Intersil Corporation Latisha Ewell Professor Kouprianova November 27, 2011 Accounting 206

INTERSIL CORPORATION

Intersil Corporation is an American company that is known for designing, developing and manufacturing high-performance analog semiconductors. Its serves four main markets segments namely; computing, communications, industrial and high-end consumer markets. The company has two main divisions; the mixed signal division headed by Susan Hardman and power management division headed by Peter Oaklander. Its mission is to provide high-performance mixed-signal and analog Integrated Circuit systems that exceed customer expectations (Intersil 2011). Intersil came into being in 1999 following the acquisition of Harris Corporation, subsequent acquisition of Elantec Semiconductor, Inc and its divestiture of its wireless business (Intersil, 2011). The company issued its first initial public offering in 1999 and adopted a strategy of growth through acquisitions. This marked a change in strategy from its former CEO who used a strategy of slow growth and high margins. The present CEO Dave Bell has prioritized growth and scaled down gross margins to impress the stock market. To date, Intersil is the fastest growing company in the analogue market in both market share and profitability (Intersil, 2011). The company has a lean corporate governance team led by the CEO Dave Bell. Under him are the two divisional heads Peter Oaklander and Susan Hardman.
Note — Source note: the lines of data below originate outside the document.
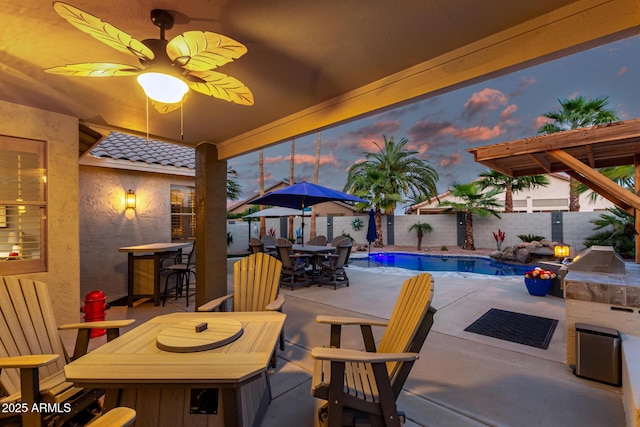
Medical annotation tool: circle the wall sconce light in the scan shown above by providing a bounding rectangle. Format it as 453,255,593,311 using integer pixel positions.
138,72,189,104
124,190,136,209
553,245,569,259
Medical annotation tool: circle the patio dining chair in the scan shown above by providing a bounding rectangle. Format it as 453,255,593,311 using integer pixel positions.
331,235,350,248
197,252,284,368
309,236,327,246
162,240,196,307
249,237,264,254
0,276,134,427
260,234,277,257
311,273,436,427
276,238,311,290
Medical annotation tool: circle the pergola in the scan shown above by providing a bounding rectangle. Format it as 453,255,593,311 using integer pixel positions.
467,119,640,263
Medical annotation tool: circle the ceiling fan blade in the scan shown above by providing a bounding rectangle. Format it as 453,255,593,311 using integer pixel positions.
53,1,154,60
187,71,253,105
167,31,247,71
149,95,187,114
44,62,142,77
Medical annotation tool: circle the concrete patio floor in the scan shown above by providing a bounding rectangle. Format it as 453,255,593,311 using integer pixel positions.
85,259,625,427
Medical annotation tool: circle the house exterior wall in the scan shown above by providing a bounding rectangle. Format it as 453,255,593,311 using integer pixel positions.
417,175,613,214
246,212,600,255
0,101,80,324
78,166,193,301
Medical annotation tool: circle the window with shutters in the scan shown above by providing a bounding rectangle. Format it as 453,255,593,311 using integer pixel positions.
171,185,196,241
0,135,47,274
The company has a product organization structure and aims to continue pursuing acquisitions that enhance its position as the market leader in its product categories. For the last 3 years, the company has had growing cash balance at the end of the year. This is impressive given the string of acquisitions that it has embarked on. Most of its cash has been used in these acquisitions. Also, the company has acquired long term debt financing in 2010 to offset its cash commitment in the acquisitions. The result has been a significant rise in

INTERSIL CORPORATION leverage to approximately 60% of equity in the year. High gearing augers well in times of high growth in sales since interest on loan is fixed unlike dividends (Bodie, Kane & Marcus, 2008). Also, a significant portion of the firms cash was raised from internal operations. Only in year 2008 did the company use its funds to finance a share repurchase scheme.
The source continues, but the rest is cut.